The Adventures of Aero-Girl #1 (Action Lab Entertainment)
Our story opens on a familiar comic scene: night fallen over a city, with two costumed figures keeping watch. But these aren’t an ordinary pair; this is a father and teenaged daughter team, tracking a circus-themed crime gang.
After they successfully take down the gang (with Jackie taking down Bearded Lady, who has a super-powered coiffure) and head home in time for dinner, we learn that Jackie’s mom is concerned about how superhero training is taking its toll on Jackie. We see her sassing her folks, super-confident that she can handle this crime fighting business — no problem.
Dad Jack goes up to have a heart-to-heart with Jackie, where we learn some of the rules of this universe. Jack has a superpower called “battle spirit”, which makes him indestructible, as well as strong. One person has the battle spirit at a time and can pass that power to a successor. But there is a mystery to the powers; we learn that Jack got his power from the hero Battalion, who despite having the battle spirit, was killed in action.

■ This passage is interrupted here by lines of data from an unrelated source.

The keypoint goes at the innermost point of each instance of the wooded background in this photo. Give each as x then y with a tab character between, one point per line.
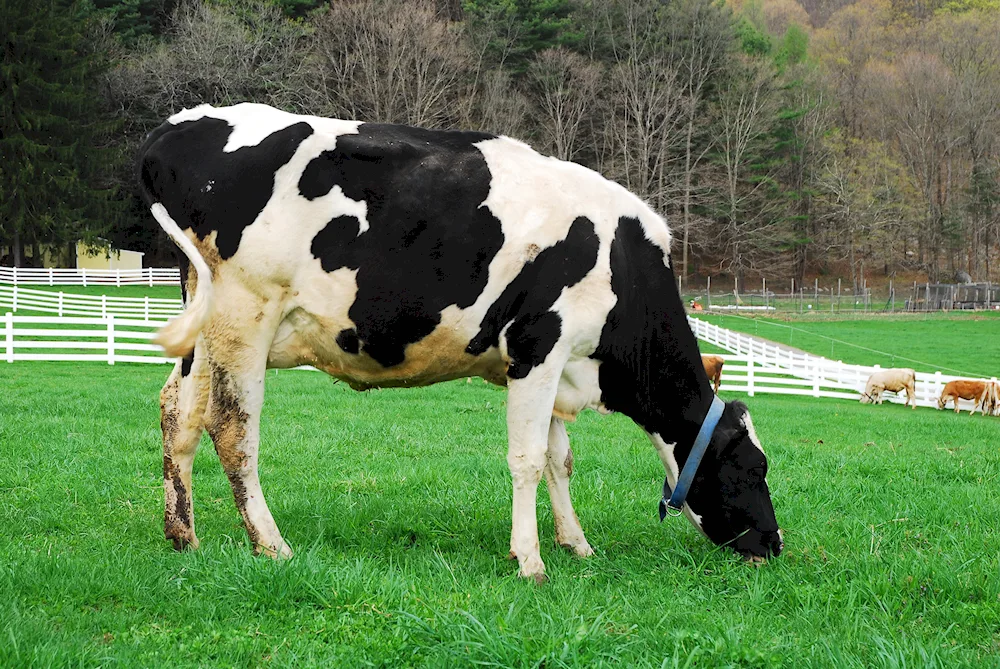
780	139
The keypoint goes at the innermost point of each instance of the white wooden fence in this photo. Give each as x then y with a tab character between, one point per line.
75	339
15	299
759	366
54	276
752	366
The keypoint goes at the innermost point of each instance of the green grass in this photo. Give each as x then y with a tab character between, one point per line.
165	292
398	505
959	344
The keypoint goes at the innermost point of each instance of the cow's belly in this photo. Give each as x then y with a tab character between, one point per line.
307	338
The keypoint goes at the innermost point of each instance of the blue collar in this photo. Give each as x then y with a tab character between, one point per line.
679	494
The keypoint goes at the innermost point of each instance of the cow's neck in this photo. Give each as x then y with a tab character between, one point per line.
651	368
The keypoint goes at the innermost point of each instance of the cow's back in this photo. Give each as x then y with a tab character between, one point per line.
400	255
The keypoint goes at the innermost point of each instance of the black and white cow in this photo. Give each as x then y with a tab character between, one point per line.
395	256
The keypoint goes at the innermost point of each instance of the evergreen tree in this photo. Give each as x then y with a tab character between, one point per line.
51	128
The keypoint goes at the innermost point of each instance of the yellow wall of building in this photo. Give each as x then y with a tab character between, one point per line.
95	257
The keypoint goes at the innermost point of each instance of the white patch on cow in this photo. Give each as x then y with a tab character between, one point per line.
748	424
578	389
252	123
666	453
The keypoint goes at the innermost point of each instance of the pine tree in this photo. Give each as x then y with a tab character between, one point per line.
51	128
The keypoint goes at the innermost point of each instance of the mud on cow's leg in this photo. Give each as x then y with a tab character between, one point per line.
182	407
558	469
233	421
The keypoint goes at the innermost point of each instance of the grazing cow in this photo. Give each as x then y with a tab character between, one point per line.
894	380
982	393
394	256
713	367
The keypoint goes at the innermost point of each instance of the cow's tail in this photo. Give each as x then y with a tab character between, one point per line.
179	335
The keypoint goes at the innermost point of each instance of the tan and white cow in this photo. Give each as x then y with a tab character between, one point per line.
894	380
395	256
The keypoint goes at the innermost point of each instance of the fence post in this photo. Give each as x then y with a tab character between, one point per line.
9	332
111	340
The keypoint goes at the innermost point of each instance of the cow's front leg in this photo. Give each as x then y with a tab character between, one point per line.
182	408
558	469
233	421
529	411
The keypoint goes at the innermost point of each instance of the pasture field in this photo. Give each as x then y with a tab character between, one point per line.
967	343
398	505
161	292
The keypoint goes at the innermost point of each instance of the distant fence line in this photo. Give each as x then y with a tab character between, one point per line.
61	303
55	276
759	366
72	339
835	298
752	366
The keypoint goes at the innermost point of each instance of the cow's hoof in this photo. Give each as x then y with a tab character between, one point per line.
281	552
539	577
182	540
580	548
533	568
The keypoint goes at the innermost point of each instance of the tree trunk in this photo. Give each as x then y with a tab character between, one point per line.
16	249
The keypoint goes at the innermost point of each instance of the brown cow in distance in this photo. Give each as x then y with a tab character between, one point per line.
982	394
713	367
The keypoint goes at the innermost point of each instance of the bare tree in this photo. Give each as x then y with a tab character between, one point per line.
565	85
751	231
645	101
219	54
385	61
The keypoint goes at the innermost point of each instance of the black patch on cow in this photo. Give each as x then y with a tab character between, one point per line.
525	302
539	284
184	167
651	371
530	338
650	356
348	340
429	242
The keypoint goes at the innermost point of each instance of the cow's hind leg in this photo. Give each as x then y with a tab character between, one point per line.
558	469
237	365
182	408
530	399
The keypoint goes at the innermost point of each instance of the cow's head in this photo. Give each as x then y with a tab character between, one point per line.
729	498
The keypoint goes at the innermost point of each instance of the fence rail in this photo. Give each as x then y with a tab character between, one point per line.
147	308
54	276
758	366
752	365
75	339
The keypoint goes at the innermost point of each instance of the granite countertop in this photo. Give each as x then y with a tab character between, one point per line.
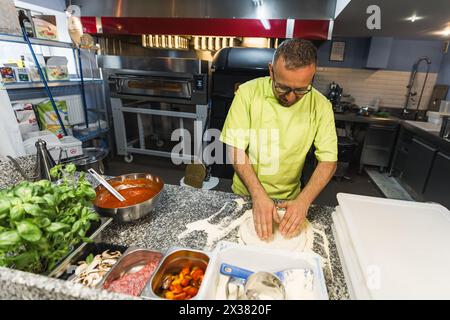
163	229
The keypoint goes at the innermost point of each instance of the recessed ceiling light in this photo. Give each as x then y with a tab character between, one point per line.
444	32
414	18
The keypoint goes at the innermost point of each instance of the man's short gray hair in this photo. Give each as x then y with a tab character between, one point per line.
296	53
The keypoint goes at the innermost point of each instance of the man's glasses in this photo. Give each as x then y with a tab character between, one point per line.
284	90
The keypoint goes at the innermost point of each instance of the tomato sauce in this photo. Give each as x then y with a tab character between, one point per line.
134	192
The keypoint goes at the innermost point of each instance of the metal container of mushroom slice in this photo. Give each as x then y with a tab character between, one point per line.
91	271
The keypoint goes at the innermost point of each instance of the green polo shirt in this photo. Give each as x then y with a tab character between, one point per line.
277	139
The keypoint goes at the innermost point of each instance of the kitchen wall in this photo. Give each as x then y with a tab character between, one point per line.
388	84
365	85
444	73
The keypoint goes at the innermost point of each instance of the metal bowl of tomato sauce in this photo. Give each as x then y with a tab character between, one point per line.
142	192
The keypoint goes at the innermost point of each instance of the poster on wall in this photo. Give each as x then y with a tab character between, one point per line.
337	51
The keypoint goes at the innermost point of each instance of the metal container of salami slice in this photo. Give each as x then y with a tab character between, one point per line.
132	261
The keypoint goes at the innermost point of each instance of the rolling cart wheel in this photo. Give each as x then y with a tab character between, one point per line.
128	158
159	143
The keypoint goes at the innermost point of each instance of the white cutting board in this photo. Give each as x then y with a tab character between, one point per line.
403	248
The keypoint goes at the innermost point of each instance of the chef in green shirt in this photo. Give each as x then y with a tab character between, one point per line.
272	124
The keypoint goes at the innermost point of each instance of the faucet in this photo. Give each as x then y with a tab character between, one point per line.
411	82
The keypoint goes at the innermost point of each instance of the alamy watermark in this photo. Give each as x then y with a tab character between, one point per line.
373	22
262	146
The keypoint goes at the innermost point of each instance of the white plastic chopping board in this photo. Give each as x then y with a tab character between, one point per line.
402	248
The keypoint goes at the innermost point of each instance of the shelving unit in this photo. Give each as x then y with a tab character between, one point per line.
37	84
35	41
20	91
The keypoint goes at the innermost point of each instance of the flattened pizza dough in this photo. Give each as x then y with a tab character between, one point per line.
301	242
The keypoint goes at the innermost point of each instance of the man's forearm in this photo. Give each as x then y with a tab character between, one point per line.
320	178
244	169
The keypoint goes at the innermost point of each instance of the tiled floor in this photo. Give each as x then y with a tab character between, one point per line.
172	174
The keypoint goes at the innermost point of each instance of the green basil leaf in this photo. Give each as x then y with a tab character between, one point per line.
89	258
32	209
17	213
24	192
50	199
9	238
77	226
56	226
4	206
29	231
70	168
42	222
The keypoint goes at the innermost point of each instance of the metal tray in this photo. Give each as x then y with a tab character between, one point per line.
91	248
132	258
172	262
95	235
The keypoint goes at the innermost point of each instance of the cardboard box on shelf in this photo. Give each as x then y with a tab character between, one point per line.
22	74
49	120
7	74
9	21
45	26
56	68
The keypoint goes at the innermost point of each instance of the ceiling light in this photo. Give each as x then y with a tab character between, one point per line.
414	18
265	23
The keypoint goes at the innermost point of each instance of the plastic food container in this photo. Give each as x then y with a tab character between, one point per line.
262	259
172	263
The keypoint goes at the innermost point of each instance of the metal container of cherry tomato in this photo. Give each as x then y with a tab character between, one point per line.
179	275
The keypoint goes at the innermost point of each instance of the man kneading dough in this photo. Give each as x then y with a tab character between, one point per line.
272	124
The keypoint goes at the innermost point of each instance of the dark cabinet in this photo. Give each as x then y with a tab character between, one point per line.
418	165
378	145
438	185
379	52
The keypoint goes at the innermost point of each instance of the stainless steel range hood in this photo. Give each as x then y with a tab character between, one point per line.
224	9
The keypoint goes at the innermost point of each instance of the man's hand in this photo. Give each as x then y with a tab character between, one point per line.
264	211
296	212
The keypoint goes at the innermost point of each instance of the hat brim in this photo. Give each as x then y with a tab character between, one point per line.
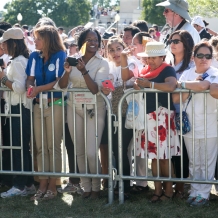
144	54
183	13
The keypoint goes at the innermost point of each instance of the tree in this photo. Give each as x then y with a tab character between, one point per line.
151	13
63	12
205	8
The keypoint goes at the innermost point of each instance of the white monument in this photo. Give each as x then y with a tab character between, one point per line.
130	10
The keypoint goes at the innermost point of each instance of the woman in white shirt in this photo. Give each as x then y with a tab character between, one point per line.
88	73
199	79
115	47
181	46
13	44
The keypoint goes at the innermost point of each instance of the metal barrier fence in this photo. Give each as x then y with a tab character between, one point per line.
86	100
122	177
84	97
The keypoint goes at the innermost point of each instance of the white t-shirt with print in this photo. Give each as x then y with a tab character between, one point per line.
199	106
138	62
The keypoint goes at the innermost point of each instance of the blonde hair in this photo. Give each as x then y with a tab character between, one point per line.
51	38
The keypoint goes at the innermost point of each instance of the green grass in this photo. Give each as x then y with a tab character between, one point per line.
71	206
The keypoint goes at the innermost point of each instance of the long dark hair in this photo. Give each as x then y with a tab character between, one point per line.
83	34
188	44
17	47
51	40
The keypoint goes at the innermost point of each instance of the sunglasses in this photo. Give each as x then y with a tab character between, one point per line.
174	41
167	10
201	56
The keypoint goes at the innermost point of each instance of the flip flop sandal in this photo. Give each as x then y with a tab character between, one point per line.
179	194
38	196
167	198
49	195
157	198
136	189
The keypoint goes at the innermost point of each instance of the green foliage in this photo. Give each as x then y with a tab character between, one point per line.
63	12
205	8
151	13
105	3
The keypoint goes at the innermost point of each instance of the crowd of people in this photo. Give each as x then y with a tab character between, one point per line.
184	55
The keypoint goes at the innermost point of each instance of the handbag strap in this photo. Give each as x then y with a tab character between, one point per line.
188	102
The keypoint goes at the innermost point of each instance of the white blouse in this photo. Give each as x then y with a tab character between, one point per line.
17	75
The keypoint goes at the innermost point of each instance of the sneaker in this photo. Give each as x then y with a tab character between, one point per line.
190	199
30	190
13	192
71	188
199	201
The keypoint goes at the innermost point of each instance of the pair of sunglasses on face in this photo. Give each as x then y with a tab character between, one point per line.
201	56
174	41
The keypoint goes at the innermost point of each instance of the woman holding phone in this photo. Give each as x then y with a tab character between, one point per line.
88	73
44	68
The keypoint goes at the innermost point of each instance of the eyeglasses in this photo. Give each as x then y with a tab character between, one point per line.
166	10
201	56
92	40
174	41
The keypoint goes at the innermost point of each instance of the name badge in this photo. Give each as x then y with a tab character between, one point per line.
83	98
51	67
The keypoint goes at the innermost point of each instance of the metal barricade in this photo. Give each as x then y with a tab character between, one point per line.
193	179
43	125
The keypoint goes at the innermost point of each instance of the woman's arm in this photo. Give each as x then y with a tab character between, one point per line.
195	85
126	74
92	85
214	90
63	82
37	89
176	97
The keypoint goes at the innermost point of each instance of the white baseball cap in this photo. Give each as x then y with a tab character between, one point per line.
198	20
12	33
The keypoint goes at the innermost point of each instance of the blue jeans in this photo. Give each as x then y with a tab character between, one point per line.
19	181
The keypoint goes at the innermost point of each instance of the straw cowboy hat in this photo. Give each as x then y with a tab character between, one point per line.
178	6
199	21
153	49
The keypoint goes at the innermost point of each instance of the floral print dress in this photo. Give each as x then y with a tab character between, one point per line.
158	148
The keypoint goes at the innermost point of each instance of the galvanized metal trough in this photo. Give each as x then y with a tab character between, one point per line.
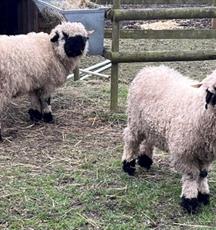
93	19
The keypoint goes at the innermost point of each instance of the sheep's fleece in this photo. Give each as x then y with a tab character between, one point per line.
37	63
177	115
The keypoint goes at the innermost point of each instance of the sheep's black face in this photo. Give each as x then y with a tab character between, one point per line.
74	46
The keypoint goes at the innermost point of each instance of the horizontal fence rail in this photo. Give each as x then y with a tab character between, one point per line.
164	34
151	2
116	14
165	13
161	56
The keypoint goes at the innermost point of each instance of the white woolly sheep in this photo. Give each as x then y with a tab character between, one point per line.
171	112
37	63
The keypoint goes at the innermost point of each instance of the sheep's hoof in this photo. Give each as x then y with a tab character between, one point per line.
203	198
35	115
190	205
48	117
129	167
145	161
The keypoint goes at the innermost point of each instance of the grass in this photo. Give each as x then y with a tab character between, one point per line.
68	175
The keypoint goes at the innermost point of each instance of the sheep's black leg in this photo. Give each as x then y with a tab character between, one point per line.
129	167
47	115
144	161
190	205
189	197
203	195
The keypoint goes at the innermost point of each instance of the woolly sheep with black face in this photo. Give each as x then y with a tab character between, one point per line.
175	114
37	63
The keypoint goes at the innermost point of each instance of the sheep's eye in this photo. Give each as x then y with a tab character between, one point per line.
65	35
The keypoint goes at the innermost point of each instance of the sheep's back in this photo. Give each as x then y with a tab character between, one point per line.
160	100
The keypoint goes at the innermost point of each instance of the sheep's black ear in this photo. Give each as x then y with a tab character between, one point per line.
55	37
65	35
209	96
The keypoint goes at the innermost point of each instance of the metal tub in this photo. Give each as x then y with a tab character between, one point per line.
93	19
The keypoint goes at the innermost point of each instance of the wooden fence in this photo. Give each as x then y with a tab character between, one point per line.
116	14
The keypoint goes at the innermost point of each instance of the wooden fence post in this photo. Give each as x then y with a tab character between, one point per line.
214	19
115	66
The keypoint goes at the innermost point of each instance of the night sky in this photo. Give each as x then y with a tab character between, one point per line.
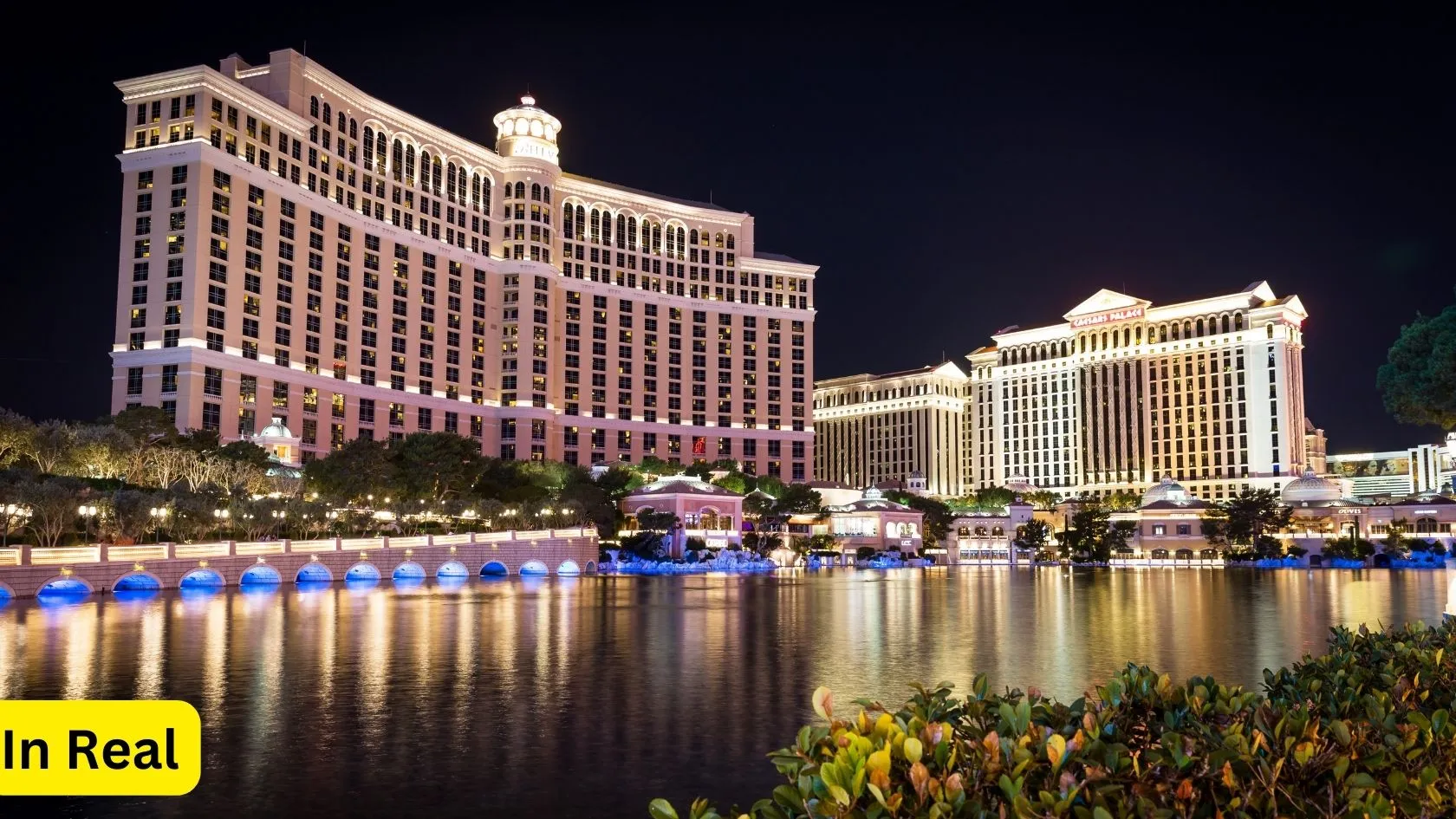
950	177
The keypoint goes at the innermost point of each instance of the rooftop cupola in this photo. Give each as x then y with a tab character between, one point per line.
526	130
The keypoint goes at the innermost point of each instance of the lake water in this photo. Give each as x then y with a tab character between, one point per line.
587	697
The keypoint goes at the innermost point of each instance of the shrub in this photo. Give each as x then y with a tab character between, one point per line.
1363	731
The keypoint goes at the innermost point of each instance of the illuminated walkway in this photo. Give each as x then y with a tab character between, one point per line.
28	571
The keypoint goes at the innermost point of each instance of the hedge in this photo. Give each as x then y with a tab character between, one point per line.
1363	731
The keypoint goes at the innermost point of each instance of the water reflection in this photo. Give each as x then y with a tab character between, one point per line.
475	697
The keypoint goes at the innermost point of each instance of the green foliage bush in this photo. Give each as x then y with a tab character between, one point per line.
1363	731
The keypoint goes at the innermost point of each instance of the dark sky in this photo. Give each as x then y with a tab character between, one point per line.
950	177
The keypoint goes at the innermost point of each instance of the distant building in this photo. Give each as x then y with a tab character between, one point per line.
878	523
1315	445
702	510
903	427
1423	468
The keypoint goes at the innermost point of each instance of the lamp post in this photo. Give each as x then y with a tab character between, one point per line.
159	517
12	512
88	513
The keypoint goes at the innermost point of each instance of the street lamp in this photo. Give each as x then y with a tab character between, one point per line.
12	512
88	513
159	517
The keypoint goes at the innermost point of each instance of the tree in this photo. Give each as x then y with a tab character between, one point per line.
991	498
100	451
1032	535
16	436
146	425
1087	538
1396	544
736	483
1044	500
53	509
128	515
351	472
1419	380
1250	519
51	446
436	465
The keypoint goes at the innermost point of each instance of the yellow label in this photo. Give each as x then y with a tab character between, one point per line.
100	748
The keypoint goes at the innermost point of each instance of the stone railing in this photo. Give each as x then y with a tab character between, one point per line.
73	556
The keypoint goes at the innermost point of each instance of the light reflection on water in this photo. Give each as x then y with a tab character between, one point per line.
591	695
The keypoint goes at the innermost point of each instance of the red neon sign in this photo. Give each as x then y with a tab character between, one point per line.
1108	316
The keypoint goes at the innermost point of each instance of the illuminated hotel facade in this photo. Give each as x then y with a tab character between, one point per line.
1115	398
296	248
894	427
1123	393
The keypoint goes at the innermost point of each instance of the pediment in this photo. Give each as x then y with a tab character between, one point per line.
1105	301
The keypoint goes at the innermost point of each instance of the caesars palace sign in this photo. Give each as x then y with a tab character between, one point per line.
1092	320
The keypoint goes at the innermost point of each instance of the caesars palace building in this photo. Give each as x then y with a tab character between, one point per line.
293	248
1115	398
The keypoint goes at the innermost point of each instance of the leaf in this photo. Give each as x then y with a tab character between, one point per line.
912	750
1056	750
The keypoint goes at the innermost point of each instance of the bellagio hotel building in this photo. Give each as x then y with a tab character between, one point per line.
296	248
1113	398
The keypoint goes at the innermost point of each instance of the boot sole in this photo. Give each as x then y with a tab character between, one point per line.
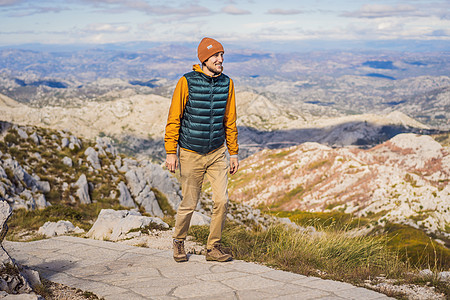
180	259
219	260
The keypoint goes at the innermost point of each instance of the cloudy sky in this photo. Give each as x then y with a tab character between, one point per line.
234	21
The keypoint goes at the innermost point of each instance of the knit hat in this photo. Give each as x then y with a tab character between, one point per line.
207	48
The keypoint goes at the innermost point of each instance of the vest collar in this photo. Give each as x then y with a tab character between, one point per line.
198	68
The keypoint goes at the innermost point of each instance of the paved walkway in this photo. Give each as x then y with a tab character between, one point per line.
117	271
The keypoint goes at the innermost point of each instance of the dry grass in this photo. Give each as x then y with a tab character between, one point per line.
336	254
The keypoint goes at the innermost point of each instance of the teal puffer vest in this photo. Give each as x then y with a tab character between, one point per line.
202	127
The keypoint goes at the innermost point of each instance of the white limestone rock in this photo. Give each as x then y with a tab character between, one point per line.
116	224
36	138
50	229
199	219
106	144
74	143
92	157
67	161
83	190
22	133
125	198
65	142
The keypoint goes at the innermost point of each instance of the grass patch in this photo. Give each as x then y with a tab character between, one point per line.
81	215
334	220
415	247
163	202
336	253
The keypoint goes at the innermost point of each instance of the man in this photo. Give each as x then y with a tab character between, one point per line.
202	117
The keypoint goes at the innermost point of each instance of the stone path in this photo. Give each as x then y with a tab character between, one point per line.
117	271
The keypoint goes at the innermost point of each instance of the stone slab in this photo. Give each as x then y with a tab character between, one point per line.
119	271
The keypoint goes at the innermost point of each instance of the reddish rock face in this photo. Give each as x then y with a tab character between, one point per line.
403	178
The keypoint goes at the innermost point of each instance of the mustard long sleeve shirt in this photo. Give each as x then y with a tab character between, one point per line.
179	100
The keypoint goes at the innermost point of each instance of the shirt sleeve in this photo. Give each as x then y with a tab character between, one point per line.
179	100
229	121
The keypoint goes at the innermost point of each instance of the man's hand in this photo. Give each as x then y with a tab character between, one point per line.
172	162
234	165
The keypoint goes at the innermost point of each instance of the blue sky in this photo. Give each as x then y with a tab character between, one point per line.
234	21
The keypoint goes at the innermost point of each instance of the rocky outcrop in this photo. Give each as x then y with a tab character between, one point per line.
81	172
50	229
402	180
83	190
19	188
122	224
14	278
125	198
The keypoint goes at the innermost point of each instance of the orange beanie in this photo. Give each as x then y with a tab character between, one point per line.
207	48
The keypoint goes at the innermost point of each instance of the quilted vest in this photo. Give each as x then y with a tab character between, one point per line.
202	127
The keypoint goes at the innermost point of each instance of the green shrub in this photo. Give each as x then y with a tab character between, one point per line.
12	137
163	202
415	247
338	254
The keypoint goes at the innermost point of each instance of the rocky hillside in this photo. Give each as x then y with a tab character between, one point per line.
40	167
405	179
137	122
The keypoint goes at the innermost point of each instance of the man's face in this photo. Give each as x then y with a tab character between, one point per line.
214	63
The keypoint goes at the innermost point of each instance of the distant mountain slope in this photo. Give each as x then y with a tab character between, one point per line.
138	122
405	179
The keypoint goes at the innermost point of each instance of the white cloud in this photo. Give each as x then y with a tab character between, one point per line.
107	28
278	11
10	2
383	11
120	6
233	10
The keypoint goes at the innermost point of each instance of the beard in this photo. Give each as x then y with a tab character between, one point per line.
216	70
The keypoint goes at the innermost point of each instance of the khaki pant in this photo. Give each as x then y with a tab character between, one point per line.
193	167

The next day, Jackie is at school for a very important gymnastics meet, when her special distress signal comes through her phone. She leaves the meet and rushes to the zoo, where her father was having a gorilla named after him. When she gets there, the place is in chaos, with mutated animals and a new villain with a dangerous ray gun threatening her.
In the final moments, Jack makes the ultimate sacrifice to save Jackie, and the last thing we see is the gorilla emerging, holding her dad, the gorilla’s hands glowing.
Is It Good?
This book has a lot going for it: a spunky teen girl protagonist, a loving family dynamic, a great sense of humor, and a diverse cast of characters. Axur Eneas’ art is cute, with excellently rendered action – I especially liked the fighting Bearded Lady, with her beard as a weapon. The dialogue is well-written and the story moves along at a good pace.
Unfortunately, all the good pieces added up to a bit of an underwhelming whole for me. There was just nothing new with this story; every piece was something we’ve seen in a ton of superhero origin stories. The teen girl struggling to balance duty with everyday life is straight out of Buffy, and the death of the mentor is practically required at this point. Parts of the story even felt a bit didactic.
We absolutely need more girl heroines and stories with interesting and engaging girls as the star. I can see many pre-teen girls and boys enjoying this book, and can see it be compelling if Feenstra approaches the family story in a sensitive way. I’m interested enough to stick around for another issue, I was just hoping for something more substantial than what we got in this first issue.